I also remember when Boston felt like it was bleeding out, so I can maybe see why Hynes and others were so eager to tear things down.
Urban renewal was great for different people. It gave local politicians the opportunity to feed their developer comrades. It fed into the stereotype that urban = bad (the suburbs would never have organized crime or strip clubs, would they?). Urban renewal permitted gutting cities, to make them even more ineffective. The massive projects of urban renewal was to sacrifice urban areas for the benefit of the new way of living, the suburbs.
Imagine JP today if the highway had gone through? That would have left a huge scar on JP and probably resulted in creating a new impoverished area. How long would people want to continue living near a highway that effectively slices a neighborhood in half?
Baltimore’s versions of urban renewal included stabbing a giant knife in the oldest part of the city. Sacrificing a neighborhood that in some ways has a richer and more interesting history than wealthier neighborhoods. That attempt at city homocide failed thank goodness. And ironically that neighborhood (Fell’s Point) and east of Fell’s Point have actually increased in value.
The scar of I83 did a great job of carving a swath of dead asphalt from north to south. Made getting out of downtown easier (until it became another parking lot during rush hour). But again this was a highway not built for the benefit of the city but for the benefit of people who worked downtown and then disappeared in the evening for the burbs.
Finally the beauty marks of Robert Moses. Had Moses with his vision of urban renewal not stopped he would have sliced Manhattan in half. He already tried to slice The Bronx. Why not do the same with Manhattan?
When I’ve walked through the current West End I am always impressed by thin sense of life in the area. Tall buildings, public areas that look fairly clean and well tended. I am sure lots of people live in the buildings. Yet the area seems abandoned even at high noon. A lively dynamic neighborhood is like a body. The organs are the buildings, the veins and arteries are the streets. The blood that flows and nourishes the vitality of the neighborhood are the people on the street, visiting local stores, chats with neighbors, just being present on the street level. Street and stoop life.
In spite of an architecture that heavily favors developers the Seaport was at least designed to realize that a lot of tall buildings, without street life equals a dead area. Whether the Seaport can be a neighborhood for families, for creating local neighborly culture is another question. But at least its street life is alive instead of feeling like an area that was put in suspended animation as does the West End areas of big buildings and little to no street and stoop life.

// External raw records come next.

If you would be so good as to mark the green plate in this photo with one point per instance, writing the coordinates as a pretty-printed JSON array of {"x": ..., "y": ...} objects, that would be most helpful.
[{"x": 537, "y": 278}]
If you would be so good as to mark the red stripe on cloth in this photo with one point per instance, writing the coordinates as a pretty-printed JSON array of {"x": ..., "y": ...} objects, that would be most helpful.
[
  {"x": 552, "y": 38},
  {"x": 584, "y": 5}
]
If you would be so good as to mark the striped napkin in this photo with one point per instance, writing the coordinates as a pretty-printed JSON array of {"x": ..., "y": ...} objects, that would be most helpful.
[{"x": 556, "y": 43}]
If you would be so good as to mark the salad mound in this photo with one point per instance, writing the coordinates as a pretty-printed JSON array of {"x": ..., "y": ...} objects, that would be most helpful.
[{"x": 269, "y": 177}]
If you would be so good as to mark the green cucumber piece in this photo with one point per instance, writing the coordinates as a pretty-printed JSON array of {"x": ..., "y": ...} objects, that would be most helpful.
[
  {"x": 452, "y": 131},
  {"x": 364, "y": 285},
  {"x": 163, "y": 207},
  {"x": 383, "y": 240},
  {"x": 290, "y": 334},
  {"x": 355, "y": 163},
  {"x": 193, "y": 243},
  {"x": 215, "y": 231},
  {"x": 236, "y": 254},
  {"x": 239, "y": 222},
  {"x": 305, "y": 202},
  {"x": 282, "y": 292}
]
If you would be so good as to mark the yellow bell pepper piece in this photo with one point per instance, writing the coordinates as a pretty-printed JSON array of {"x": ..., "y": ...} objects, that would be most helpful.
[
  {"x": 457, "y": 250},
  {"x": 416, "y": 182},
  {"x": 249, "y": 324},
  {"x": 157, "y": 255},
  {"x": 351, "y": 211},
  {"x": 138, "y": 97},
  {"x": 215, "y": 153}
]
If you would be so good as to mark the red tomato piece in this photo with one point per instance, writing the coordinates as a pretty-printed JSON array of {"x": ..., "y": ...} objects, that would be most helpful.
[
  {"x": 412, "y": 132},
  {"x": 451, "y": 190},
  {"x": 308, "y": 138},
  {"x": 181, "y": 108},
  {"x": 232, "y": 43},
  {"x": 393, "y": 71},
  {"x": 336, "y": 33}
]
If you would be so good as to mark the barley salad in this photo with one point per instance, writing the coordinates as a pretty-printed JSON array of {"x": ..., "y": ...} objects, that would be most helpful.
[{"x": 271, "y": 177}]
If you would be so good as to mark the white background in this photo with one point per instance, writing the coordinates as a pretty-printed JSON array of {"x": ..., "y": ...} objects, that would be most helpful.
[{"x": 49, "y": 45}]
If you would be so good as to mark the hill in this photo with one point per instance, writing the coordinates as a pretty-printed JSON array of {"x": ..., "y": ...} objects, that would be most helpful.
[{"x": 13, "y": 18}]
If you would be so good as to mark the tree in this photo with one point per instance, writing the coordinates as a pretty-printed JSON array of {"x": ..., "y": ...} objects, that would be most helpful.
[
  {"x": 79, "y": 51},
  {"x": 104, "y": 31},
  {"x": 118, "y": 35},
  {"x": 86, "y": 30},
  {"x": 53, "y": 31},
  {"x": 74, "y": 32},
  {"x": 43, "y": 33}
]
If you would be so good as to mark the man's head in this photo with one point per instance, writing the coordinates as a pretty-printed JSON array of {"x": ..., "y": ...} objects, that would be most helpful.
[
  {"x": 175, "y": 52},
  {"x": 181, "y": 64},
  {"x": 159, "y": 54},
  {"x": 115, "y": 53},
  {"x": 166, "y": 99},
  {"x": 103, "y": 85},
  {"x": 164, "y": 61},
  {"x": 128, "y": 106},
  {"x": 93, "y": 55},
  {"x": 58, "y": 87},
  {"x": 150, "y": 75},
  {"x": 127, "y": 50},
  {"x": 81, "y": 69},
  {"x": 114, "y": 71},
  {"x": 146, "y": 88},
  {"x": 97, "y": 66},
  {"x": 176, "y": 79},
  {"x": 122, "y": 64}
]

A vow to never let it happen again. And that’s why we don’t have a superhighway tearing through the heart of neighborhoods like Hyde Park, Roslindale, JP, Roxbury – and Cambridge and Somerville: Residents rose and fought the planned inner-belt highway network and the governor at the time stopped construction (although not until after large swaths of Roxbury and JP were destroyed – and some of those empty parcels remain empty to this day).
Gov. Sargent didn’t stop them from finishing 93 through Somerville (though he did stop the Inner Belt).
Many are now have housing. I can think of 3 off the top of my head. The green areas that (I believe) can not be built upon (they’re above the tracks) are another silver lining to the destruction already wrecked upon JP.
So Mayor Collins could tear THAT down in his bid for the 1964 World’s Fair.
Oversimplified but true
The large building at top left of the photo – near the North Station RR tracks and the future location of Nashua Street Jail – I see that in some of the old atlases as Massachusetts Department of Public Works.
I’m assuming this was the pre-Mass Highway DPW. It looks enormous for an area office (which one of my older neighbors was over on D Street), and 2002 Sanborn calls it State DPW offices. Was this a pre-Park Plaza headquarters?
and it stayed around much longer than the West End did.